Jacksonville: Like No Place Else

A great fire, Southern music and the U.S. Navy have shaped Jacksonville's history and heritage.

By: Jennifer Nelson

The Great Fire of 1901

On May 3, 1901, an ember from a lunch-shack kitchen ignited a moss pile drying in a nearby mattress factory. The fire spread quickly and by that evening, a two-mile swath of downtown Jacksonville was in ashes. More than 2,300 buildings were destroyed, 10,000 people were left homeless and seven died. From the ashes of that urban fire rose the Jacksonville we know today.

Architects flocked to the city after the fire to begin the rebuilding. Famed New York architect Henry John Klutho led the influx, bringing his love of the Prairie style popularized by Frank Lloyd Wright. Many of Klutho's buildings remain to this day, including a former department store that’s now Jax City Hall. Klutho houses dot the streets of the historic neighborhoods of Riverside, Avondale and Springfield. To this day, Jacksonville has one of the largest collections of Prairie-style buildings outside the Midwest.

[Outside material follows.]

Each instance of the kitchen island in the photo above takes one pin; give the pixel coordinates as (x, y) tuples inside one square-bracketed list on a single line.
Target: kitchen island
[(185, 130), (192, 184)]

Piers, docks, shipyards and terminals were quickly rebuilt after the fire, too. More than 13,000 new buildings went up in Jacksonville from 1901 to 1912.

After the fire, the city reinvigorated its shipping industry, and in 1907, the St. Johns River was dredged to allow bigger ships into Jacksonville's port. The local government took control of the port in 1912 and built even more terminals, growing the Port of Jacksonville from a regional river port into an international seaport.

Turn It Up

Jax has long been known as the epicenter of Southern rock. Lynyrd Skynyrd, .38 Special and Molly Hatchet hailed from here. 

The widow of Skynyrd lead singer, Ronnie Van Zant, owns a music club at Jax Beach called Freebird Live, billed as a living tribute to the band. It's one of the area’s premiere live-music venues, showcasing both local and national artists.

Nu-metal band Limp Bizkit also came from Jacksonville.

Yes, We Are Southern

Jacksonville is named for Andrew Jackson, the Tennessean who served as a major general in the War of 1812 and went on to become the seventh president of the United States.

Yes, We Are Southern, Part 2

Grits are a breakfast staple at every local restaurant. Okra comes fried. Green beans are cooked with bacon or ham hocks. Barbecue is accompanied by a variety of sauces on the table, from fire-hot to sweet honey-mustard.

U.S. Navy

The Navy has two active installations in Jacksonville and is a powerful economic and cultural force in the city. The Naval Air Station on Westside was the first Navy installation in the city, opening in 1940. The Naval Station Mayport opened in December 1942 at the mouth of the St. Johns River. A nuclear-powered aircraft carrier will be home-ported at Mayport in the future, bringing up to 5,000 Navy families with it. Thousands of people work on both bases, making it the largest employer in Northeast Florida. Go Navy!